Tanel Anderson
Infra Guy
Long story short, there is a demand for a multi-master HA database solution that automatically provides provisioning and upgrades with zero downtime.
Long story short, there is a demand for a multi-master HA database solution that automatically provides provisioning and upgrades with zero downtime. The solution must offer easy deployment and smooth maintenance in order to have tens or hundreds of clusters behind all microservices in multiple environments for testing staging and production. It is important for service interruptions to be minimal during hardware crashes or regular maintenance.
In this article, I will explore how this is achievable with the help of KUBERNETES and COCKROACHDB.
The stack that we currently use is JAVA, FLYWAY and POSTGRESQL. Java service used in this example is a Single-Sign-On (SSO) web API that provides the following capabilities:
Traditional postgresql setup has a PRIMARY database machine, a SECONDARY hot-swappable machine and a BACKUP host or solution.
The Cockroach standard solution would have a 3-zone multimaster setup and backup storage like S3.
We test the solution by bombing the API-s with Jmeter test scenarios which are set up based on real-life statistical usage. This involves creating new accounts and implementing logins and token refreshes.
Jmeter test setup description
Postgres setup with a 2 vCpu database host produced the following results that we can use as a baseline:
When comparing the same tests against our new setup, our results came out better because the load is balanced between 3 masters.
The averages look pretty nice and latency is not too bad.
Since all the data in a cockroach cluster is at least duplicated, we can safely kill one of the database masters without data loss or significant service disruption.
Let’s see what this produces in our error rates on the API endpoint.
In red, I’ve pointed out the minute that we terminated one of the master instances. This was done without any advance notice for the java application.
This is how it appears on the cockroach dashboards:
And we are back at full capacity with all three nodes when kubernetes automatically fixes the missing instance:
As we are using kubernetes now, there is an option to have automatic upscaling in place. We can easily scale java pods horizontally to have, for example, tens of java containers which can respond to jmeter bombing at a rate of thousands of times per second.
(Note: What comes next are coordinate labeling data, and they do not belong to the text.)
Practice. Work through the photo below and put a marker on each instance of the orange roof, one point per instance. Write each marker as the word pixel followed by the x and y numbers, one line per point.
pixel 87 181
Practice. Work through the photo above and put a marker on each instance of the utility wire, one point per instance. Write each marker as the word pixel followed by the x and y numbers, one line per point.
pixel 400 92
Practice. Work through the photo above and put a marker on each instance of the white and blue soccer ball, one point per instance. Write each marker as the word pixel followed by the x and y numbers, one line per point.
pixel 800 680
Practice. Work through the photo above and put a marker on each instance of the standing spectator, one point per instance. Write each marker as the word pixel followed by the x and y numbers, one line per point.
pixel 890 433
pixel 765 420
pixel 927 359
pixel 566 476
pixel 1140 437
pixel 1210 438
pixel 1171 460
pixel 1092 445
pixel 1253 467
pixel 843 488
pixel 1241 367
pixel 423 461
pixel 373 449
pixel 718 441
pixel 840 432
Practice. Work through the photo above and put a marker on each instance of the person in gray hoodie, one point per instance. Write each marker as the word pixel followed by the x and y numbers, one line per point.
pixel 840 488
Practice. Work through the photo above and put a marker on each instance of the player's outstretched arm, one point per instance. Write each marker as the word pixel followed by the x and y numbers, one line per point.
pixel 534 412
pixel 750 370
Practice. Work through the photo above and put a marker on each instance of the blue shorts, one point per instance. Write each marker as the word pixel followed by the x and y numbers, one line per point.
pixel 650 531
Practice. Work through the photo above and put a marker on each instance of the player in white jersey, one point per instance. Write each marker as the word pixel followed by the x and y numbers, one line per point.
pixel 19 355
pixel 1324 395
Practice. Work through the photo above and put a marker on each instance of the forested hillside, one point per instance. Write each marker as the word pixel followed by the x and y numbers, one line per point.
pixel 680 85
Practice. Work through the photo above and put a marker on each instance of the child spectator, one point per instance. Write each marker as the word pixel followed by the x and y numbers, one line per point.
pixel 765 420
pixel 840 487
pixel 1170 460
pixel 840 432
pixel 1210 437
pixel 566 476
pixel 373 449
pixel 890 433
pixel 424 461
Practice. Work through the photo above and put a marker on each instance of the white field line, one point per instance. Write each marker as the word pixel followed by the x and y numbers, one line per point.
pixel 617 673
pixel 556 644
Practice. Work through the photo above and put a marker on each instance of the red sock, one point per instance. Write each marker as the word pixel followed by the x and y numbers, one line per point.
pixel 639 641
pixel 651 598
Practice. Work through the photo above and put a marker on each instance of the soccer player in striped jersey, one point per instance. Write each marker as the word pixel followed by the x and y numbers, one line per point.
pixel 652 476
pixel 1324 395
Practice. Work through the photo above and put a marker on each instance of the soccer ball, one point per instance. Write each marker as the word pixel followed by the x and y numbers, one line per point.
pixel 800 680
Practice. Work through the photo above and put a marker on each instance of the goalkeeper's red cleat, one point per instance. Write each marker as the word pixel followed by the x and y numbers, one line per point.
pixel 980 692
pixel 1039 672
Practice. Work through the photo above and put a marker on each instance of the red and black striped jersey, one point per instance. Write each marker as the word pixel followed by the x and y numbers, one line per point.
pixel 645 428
Additionally, we can quickly upscale the cockroach cluster within kubernetes. My tests revealed that by simply using different tooling, we can easily have 5 to 10 times more requests processed during peak situations, for example, a re-login burst after a general service outage.
Jmeter results when we upscale our setup:
The following graphs show how scaling up allows for more requests to be handled.
Cockroach dashboard showing doubled traffic:
Cockroach is a multi-master database, this means every committed transaction inside the database must be “agreed” between all hosts. This will make write transactions significantly slower, meaning the java service in front must be designed to allow this.
Microseconds in postgresql can become milliseconds in cockroachdb.
This, of course, depends on how you distribute your masters between availability zones, or however your network is set up.
Comparable results from a real-life postgresql database, where most of the queries are way below 1 millisecond:
To get started quickly with cockroach in kubernetes, you can use a standard helm chart:
https://github.com/helm/charts/tree/master/stable/cockroachdb.
Cockroachdb is a one-binary-only executable that needs to be started with proper parameters. It will always continue from where it left off, crashed, stopped or restarted.
For this reason, you can easily automate new clusters or re-provision old ones.
You can stop one host machine and reprovision a new, bigger machine and use the same data disk to catch up with the rest of the cluster.
Reprovisioning of the pods of the cockroach cluster in kubernetes will be done automatically once you have applied new manifests.
Migrating from postgres to cockroachdb is fairly simple. Cockroach uses ANSI SQL standard and postgresql wire protocol. If the database structure is straightforward and uses best practices, there should be no problems during migration. There could be issues if some postgres-specific hacks are used, or, for example, you have a hardcore monolith with years of partitioning.
But we are talking about microservices here, right?
One of the issues that needed actual changes in schema creation sql-s was the problem of creating indexes right after creating tables. Workaround for this is discussed here: https://github.com/cockroachdb/cockroach/issues/24626
The second thing was postgres-specific MATCH SIMPLE at the end of constraint creation:
ALTER TABLE ONLY token ADD CONSTRAINT token_sso_user_fk FOREIGN KEY (sso_id) REFERENCES sso_user(id) MATCH SIMPLE;
Cockroach does not understand “MATCH SIMPLE” so we had to remove it.
Cockroach is pretty usable once you split your monolith and try to scale by standardising and automating everything. Cockroachlabs will, of course, sell you their global scale and regional sharding (which is a topic of its own to look into). The easy-to-start usability, postgresql compatibility and out-of-the-box admin interface are a major bonus for people familiar with database tooling.